Today we’re going to talk to Matei Zaharia. As of this March, he’ll be an Assistant Professor at MIT. He’s currently the CTO at a startup company called DataBricks that uses a rapidly growing piece of software (Spark) he created in the area of “big data analytics.” Spark is powerful and important, but runs behind the scenes for technology entrepreneurs and companies. It doesn’t have the sexiness like a new phone or wearable device that makes the world want to get one immediately. So how did he get it to take off?
Matei, tell us about Spark in simple terms–what it is and how it’s useful for people.
I began the Spark project when I was doing my PhD at UC Berkeley. Spark is a framework for writing distributed applications. Spark makes it easy for programmers as well as less technical people, such as data scientists and analysts, to work with large volumes of data.
What’s the background on how and why you decided to create Spark?
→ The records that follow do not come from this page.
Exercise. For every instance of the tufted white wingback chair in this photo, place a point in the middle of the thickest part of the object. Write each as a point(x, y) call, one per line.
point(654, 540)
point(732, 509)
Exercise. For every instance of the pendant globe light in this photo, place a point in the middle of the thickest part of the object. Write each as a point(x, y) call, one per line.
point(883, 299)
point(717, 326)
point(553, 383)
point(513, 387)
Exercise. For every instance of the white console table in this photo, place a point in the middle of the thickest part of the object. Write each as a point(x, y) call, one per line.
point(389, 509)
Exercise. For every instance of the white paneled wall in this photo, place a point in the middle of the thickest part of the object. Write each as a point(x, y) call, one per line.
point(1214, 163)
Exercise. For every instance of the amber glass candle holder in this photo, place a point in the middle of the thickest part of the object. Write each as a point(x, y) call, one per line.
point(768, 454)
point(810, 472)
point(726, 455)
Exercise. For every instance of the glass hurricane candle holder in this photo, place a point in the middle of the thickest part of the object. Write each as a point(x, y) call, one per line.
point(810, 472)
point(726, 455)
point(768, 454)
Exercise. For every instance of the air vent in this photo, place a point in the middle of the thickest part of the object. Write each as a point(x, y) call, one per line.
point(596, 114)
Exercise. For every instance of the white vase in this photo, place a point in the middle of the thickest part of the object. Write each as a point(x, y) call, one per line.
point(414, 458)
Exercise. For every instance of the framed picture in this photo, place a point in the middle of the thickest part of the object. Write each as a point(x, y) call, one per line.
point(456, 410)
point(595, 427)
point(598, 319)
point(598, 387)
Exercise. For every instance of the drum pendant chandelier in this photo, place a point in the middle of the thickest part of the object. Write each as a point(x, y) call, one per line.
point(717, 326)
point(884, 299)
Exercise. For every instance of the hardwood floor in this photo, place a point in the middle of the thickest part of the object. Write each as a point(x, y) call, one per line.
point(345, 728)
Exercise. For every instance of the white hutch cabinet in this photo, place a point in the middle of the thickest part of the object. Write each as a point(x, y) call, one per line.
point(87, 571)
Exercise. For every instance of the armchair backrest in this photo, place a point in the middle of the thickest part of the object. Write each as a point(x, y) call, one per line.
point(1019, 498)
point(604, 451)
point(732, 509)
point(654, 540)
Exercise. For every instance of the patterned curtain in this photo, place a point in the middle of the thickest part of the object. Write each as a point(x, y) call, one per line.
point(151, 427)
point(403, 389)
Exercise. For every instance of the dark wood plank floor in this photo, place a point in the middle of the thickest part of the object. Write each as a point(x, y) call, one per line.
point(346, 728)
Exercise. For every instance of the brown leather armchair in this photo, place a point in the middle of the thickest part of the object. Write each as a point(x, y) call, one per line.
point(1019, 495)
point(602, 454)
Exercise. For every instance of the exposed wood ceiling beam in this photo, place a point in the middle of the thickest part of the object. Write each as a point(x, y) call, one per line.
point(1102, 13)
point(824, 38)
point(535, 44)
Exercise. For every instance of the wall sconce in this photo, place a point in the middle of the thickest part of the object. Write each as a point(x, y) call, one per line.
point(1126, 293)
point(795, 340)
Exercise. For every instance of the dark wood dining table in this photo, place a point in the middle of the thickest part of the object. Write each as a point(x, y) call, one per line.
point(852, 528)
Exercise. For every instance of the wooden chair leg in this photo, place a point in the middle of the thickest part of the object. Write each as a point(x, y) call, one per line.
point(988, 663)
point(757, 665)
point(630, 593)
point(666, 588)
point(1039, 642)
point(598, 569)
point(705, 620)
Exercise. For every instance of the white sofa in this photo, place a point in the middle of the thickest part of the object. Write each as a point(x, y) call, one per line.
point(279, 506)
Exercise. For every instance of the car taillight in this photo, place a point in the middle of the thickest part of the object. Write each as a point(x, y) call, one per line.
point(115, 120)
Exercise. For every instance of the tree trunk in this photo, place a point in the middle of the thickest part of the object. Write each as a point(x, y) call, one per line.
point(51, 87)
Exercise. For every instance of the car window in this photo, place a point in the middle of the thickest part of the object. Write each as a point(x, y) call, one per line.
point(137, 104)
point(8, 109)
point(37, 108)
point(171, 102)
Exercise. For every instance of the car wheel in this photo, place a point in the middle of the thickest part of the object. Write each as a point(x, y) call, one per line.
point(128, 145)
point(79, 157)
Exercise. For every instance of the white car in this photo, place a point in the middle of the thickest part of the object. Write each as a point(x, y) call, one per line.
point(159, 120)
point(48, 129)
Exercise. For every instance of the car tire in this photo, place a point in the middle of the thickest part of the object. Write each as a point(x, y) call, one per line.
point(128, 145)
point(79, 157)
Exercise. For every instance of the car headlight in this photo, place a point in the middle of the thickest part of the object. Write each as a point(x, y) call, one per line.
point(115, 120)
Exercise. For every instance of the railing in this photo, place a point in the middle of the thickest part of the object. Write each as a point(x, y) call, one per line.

I was working pretty early on with Facebook as well as some of the companies that were starting to build high scale data analysis using the Hadoop project, which is an open source project based on some of the infrastructure used at Google, that eventually other types of companies began using. I was working early on with them on problems within Hadoop, like how to make drop scheduling more efficient, or how we can evenly share access to a cluster with multiple people. In doing that, we noticed that there were quite a few applications that the Hadoop model was not well suited for, and these applications would be very inefficient even if you were to add hundreds of machines. So I designed Spark initially to meet one limitation, which was iterative algorithms, such as machine learning applications, and we generalized it from there to cover other types of applications as well.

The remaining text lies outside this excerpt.